Submarine cable system connecting Sydney and Hawaii

The Telstra Endeavour is a submarine cable connecting Sydney and Hawaii. The cable went live in October 2008, with a capacity of 1.28 terabits per second in the future (currently at 100 gigabits per second). It was proposed on 28 March 2007 by Telstra, the largest telecommunications carrier in Australia.

Initially with a lit capacity of 80 Gbit/s, Telstra announced an increased capacity to 100 Gbit/s in January 2015.

==Landing points==
The landing points are:
- Tamarama Beach, Sydney, Australia, with termination at Paddington
- Keawaula, Waianae, Hawaii

==History==
Telstra announced that the cable would connect Sydney and Hawaii with a 9000 km link, the largest ever built and owned by an Australian company, providing a transmission capacity of 1.28 terabit/s to Hawaii.
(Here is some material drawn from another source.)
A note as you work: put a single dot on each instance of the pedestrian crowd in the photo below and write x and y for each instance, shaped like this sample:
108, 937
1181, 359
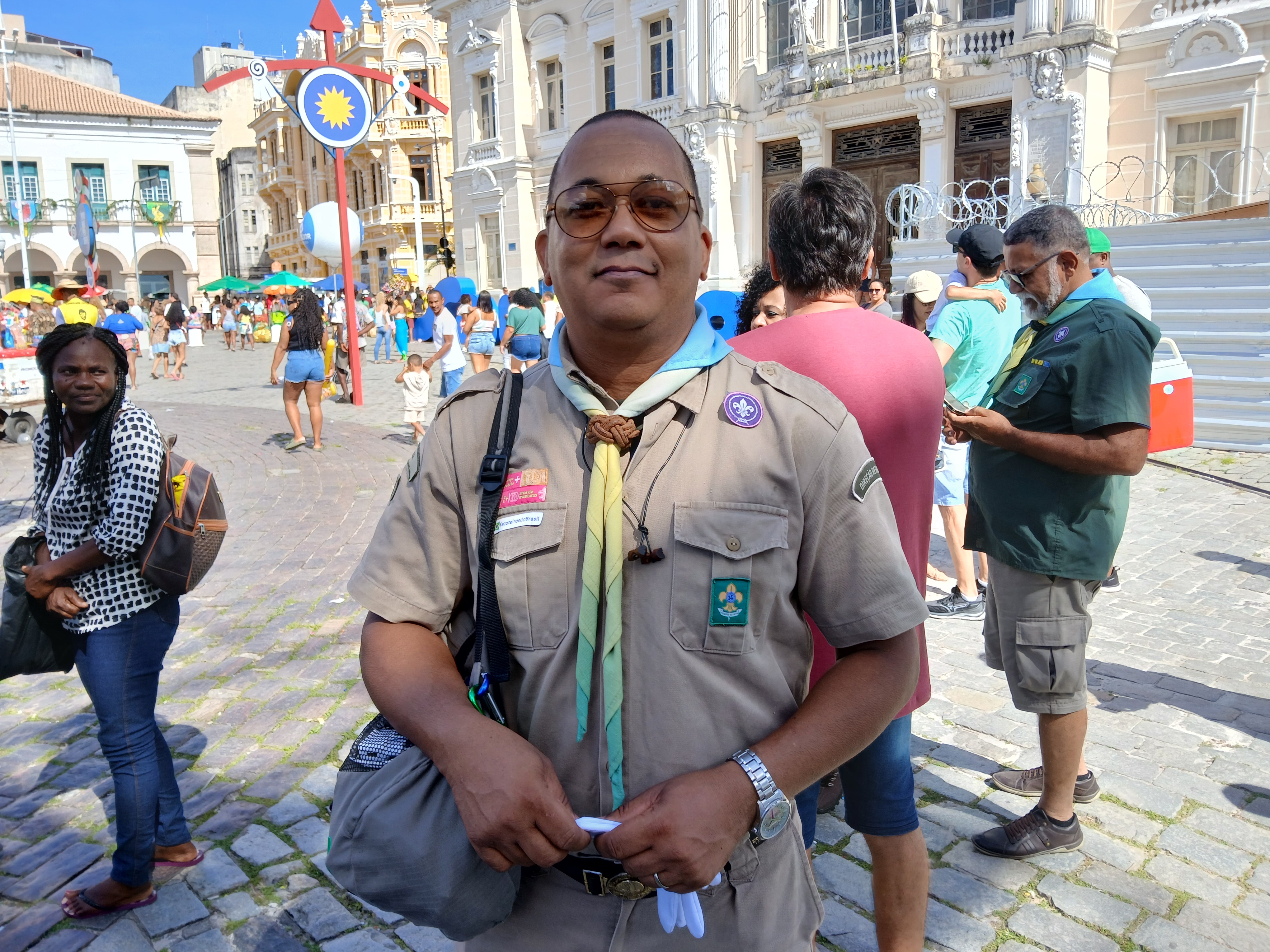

The cable will be linked to others from Hawaii to the US mainland.

The manufacture and laying of the cable was the responsibility of Alcatel-Lucent, through its subsidiary Alcatel Submarine Networks, which also supplied Telstra's two cables across Bass Strait and its Tasman Sea (Tasman 2) cable. Alcatel-Lucent is basing this turn-key project on the "Alcatel 1620 Light Manager" submarine line termination equipment that uses dense wavelength-division multiplexing (DWDM). No cost was revealed, however it is estimated around $300 million (AUD).